I took a break from writing last month to attend the American Society for
Reproductive Medicine Annual Meeting in San Diego, where my team and I received some very helpful and enthusiastic feedback about how Univfy can meet the needs of patients and providers with our prediction platform. Speaking of the ASRM Annual Meeting, my thoughts go out to colleagues and friends in the NJ/NY area. I hope that their lives will be back to normal soon.
I started this blog series because many physicians and researchers have asked for “reader’s guide to the galaxy” to help them navigate our peer-reviewed research papers. Prediction modeling requires extensive interdisciplinary work. I’d like to remind readers that I’m not a statistician or prediction modeler myself. But having directed and worked for seven years now with a top-notch team to develop and apply prediction modeling to infertility, I have come to see myself as a guide to the meshing of these two disciplines. I thank our Chief Statistician, Dr. Bokyung Choi, for discussions and review of this blog post to ensure its accuracy. Please feel free to send us comments or questions at email@example.com.
Prediction modeling is downright exciting. I’ve already talked about our approach to building IVF prediction models, but for our statisticians, the more challenging task is to test whether a prediction model “works”. Anyone can build a prediction model these days, but how do we know if we can trust it?
There are many levels of validation. Many researchers perform a type of validation that is called internal validation, meaning that they test how well the prediction model works on a portion of the data that was used to develop or train that same model. This approach alone is not rigorous enough, because prediction models tend to do superbly when applied to the data that was used to build them. It’s like a self-fulfilling prophecy.
Our research team performs external validation. This is one of those terms that mean completely different things to physicians, researchers, statisticians, and business people. First, I’ll talk about how most physicians and researchers interpret external validation, and then I will explain how statisticians think of this term.
Conventionally, researchers use external validation to mean that laboratory results (e.g., the predictive value of a molecular biomarker) that were established based on one clinical center’s experience can also be applied to another center’s patients. Thus, the word external in this context refers to a different patient population, or a healthcare facility that is geographically separate.

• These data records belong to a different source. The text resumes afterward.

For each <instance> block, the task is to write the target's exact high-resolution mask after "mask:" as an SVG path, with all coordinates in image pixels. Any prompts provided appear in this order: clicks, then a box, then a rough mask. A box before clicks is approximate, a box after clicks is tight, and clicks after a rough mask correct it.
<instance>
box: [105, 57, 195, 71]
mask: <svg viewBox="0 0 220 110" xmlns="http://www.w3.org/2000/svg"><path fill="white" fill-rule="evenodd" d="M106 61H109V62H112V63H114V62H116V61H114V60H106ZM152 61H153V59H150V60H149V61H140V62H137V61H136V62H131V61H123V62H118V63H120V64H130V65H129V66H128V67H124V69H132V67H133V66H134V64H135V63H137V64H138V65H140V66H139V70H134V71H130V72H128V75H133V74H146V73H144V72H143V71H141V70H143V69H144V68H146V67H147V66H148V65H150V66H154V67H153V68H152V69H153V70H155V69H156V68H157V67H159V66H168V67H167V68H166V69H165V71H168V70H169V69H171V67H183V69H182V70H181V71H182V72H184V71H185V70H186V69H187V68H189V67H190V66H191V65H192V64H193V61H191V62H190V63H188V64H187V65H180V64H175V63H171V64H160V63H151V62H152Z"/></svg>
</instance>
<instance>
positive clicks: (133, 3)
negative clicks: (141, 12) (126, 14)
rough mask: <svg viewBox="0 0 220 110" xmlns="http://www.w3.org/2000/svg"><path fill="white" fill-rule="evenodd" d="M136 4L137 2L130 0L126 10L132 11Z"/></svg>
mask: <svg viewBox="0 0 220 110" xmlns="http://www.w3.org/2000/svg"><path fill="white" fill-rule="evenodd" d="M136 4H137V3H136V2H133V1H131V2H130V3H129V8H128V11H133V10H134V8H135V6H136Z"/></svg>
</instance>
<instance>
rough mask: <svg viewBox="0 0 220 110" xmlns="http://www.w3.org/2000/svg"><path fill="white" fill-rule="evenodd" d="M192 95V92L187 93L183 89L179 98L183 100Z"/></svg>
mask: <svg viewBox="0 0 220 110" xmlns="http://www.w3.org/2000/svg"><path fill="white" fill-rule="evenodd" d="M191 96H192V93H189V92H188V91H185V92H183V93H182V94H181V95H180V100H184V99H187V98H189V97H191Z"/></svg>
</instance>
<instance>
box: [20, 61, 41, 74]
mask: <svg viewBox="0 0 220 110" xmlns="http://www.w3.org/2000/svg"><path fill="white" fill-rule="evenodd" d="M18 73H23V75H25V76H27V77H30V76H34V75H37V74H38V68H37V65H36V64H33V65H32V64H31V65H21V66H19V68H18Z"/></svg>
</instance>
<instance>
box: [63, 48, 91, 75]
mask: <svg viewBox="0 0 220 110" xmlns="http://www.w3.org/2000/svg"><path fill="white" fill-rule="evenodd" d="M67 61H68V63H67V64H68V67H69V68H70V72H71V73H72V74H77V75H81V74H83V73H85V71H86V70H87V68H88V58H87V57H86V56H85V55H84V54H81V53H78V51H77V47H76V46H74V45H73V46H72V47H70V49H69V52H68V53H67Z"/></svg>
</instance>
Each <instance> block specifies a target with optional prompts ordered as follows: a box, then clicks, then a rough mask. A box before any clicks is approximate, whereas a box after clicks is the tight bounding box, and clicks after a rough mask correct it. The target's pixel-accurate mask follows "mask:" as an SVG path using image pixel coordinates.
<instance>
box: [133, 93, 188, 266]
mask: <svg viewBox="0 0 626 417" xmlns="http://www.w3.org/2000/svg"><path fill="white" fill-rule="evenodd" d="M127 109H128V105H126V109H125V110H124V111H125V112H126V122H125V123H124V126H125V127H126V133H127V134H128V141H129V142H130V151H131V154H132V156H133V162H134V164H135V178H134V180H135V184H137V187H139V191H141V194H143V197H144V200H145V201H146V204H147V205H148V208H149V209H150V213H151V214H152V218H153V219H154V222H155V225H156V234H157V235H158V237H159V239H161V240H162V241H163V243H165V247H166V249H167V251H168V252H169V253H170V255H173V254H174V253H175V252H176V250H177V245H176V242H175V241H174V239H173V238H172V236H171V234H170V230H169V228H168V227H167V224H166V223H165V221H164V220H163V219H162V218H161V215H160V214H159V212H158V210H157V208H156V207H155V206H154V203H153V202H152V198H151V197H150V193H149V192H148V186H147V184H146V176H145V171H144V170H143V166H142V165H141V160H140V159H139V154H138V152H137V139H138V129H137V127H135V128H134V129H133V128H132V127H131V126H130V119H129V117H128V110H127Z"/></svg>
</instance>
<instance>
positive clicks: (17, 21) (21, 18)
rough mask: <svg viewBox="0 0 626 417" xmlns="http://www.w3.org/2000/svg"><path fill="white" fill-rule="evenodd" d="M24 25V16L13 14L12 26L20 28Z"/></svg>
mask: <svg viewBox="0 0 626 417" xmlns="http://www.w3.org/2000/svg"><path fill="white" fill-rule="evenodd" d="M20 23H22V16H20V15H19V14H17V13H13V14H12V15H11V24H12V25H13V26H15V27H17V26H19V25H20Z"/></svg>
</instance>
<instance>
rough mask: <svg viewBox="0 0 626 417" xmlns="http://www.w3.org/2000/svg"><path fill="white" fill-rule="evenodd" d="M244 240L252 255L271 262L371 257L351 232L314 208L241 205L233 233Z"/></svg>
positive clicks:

In our prediction modeling work, external validation means that we apply the model to an independent data set (called the test set) to test whether the predicted probabilities of outcomes are consistent with the true outcomes. The use of an independent data set is required to establish the accuracy and reproducibility of the IVF prediction model itself.
What exactly are we validating? In the validation work, we test how well the IVF prediction model performs on the independent test set in several measures: predictive power, discrimination, calibration, dynamic range, and reclassification. These quantitative measures allow us to compare different models using the same metrics. We cannot judge the performance or utility (usefulness) of a model unless we know how it performs in all these areas.
Predictive power measures how much more likely the test data are represented by one prediction model over another (e.g. the control model). Non-statisticians would ask, “Which model is better? Which model gives a better, more accurate prediction?” Statisticians would ask whether the data fit the model well, or whether the fit is good. To answer these questions, we measure predictive power using a number called “log-likelihood,” which literally means “how likely is it that the data will fit the model”. We measure this fit with a method called posterior log-likelihood and obtain its odds ratio compared to the age control model. (Univfy’s research team has coined this measure PLORA, for posterior log-likelihood of the odds ratio against the age model.)
Let’s say we’re building a prediction model to predict the probability of having a live birth with the first IVF cycle, when given a set of clinical factors. The actual technical measures (log-likelihood) of the prediction model and the age control model are negative numbers that may seem meaningless without a reference. Therefore, we establish a reference, which is the average live birth rate or the probability of having a live birth without using any predictors, not even age. With this reference and a formula that we constructed, we can determine the improvement of a prediction model over the prediction of the age control model, and show this measure as a percentage of improvement. This percentage improvement helps us to determine whether one prediction model is “better”, “more accurate”, or “has higher predictive power” than another.